This can show up early in life as the school yard bully who picks on smaller kids to show how tough or “superior” he or she is. Underneath almost all of this bluster is an insecure child who has probably been receiving negative messages about their lack of worth at home. Sadly, this superior/inferior behavior can continue into adulthood, which often results in a string of failed relationships and conflict among coworkers or business partners.
Of course, the “superior” adult doesn’t seem to be frightened or insecure. Quite the contrary, these people are often seen as totally confident in who they are, and if there is some sort of psychopathology involved (psychopath or sociopath, etc.), they may even believe in their own superiority.

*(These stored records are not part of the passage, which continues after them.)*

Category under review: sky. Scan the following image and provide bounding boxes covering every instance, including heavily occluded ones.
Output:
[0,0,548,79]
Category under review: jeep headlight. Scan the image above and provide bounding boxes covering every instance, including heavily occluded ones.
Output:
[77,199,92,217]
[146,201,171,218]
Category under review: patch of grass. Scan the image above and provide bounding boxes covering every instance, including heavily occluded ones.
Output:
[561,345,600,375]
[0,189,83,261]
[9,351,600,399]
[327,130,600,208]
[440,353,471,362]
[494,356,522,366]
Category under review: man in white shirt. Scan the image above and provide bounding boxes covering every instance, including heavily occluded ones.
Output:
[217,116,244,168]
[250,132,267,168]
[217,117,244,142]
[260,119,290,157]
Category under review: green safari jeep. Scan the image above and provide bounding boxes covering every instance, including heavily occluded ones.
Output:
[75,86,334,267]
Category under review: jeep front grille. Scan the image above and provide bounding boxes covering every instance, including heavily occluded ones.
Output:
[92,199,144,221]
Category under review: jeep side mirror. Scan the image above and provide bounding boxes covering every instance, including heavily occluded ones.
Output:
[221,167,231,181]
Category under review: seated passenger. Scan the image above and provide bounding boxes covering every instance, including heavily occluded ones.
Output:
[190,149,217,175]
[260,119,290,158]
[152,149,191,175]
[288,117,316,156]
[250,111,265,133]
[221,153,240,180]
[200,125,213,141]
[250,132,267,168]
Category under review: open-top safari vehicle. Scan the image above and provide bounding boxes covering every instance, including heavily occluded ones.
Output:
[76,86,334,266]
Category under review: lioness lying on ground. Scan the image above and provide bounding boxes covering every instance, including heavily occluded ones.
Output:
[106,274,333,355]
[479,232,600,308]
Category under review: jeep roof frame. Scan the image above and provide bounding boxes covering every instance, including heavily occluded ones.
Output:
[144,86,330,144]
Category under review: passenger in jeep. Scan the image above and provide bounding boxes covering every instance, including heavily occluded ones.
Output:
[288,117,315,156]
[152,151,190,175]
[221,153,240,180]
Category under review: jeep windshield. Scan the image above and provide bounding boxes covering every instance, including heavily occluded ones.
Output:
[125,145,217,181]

More commonly, however, underneath the self-aggrandizement is a person who worries constantly about how he or she is seen by others, which results in their being very “thin-skinned” or someone who often reacts to criticism by lashing out at those who dare to challenge them.
We can look at history to see examples of those who are truly confident versus those who act superior, but are actually overcompensating for feelings of insecurity…Gandhi, Nelson Mandela, Abraham Lincoln, Jesus, and Buddha are good examples of truly confident individuals, while Hitler, Mussolini, Joseph McCarthy, and Saddam Hussein would likely fall into the category of those who had a need to be superior based upon a fear of being inferior.
Therefore, I suggest that those of us who are looking to create a better life look at our own tendencies to see ourselves as “better than” others, and make purposeful choices about what perspectives we want to hold on to, and which ones we want to change. In other words, when our confidence allows us to move into the world in a way that is helpful and supportive… when feeling good about ourselves doesn’t require that we put others down, when we can respond to criticism with curiosity, looking to see if there is indeed something to learn from hearing another’s perspective, then this self-confidence can indeed serve our highest purpose.
However, when we find ourselves feeling the need to always be right, and belittling those who disagree with us, when we find ourselves constantly bragging about our accomplishments and reacting vehemently to criticism, these can be signs that we are being driven more by fear and insecurity than true confidence. In which case, those of us who are aware and are willing to take responsibility for who we are and who we are becoming can use this as a valuable signal to shift from an insecure, fear-based perspective to one where we can be proud of who we are, while at the same time, seeing others (even those who may disagree with us) as valuable and worthy as well (or at the very least, see difficult people as frightened versus frightening).
Bottom line, if our goal is to truly create a better life for ourselves and our family, and leave a better world to our children and our grandchildren, then trusting in love, support, curiosity, and our own self-worth, versus fear, superiority, rage, and reactiveness will be the key. This can only be done, however, by the truly confident person.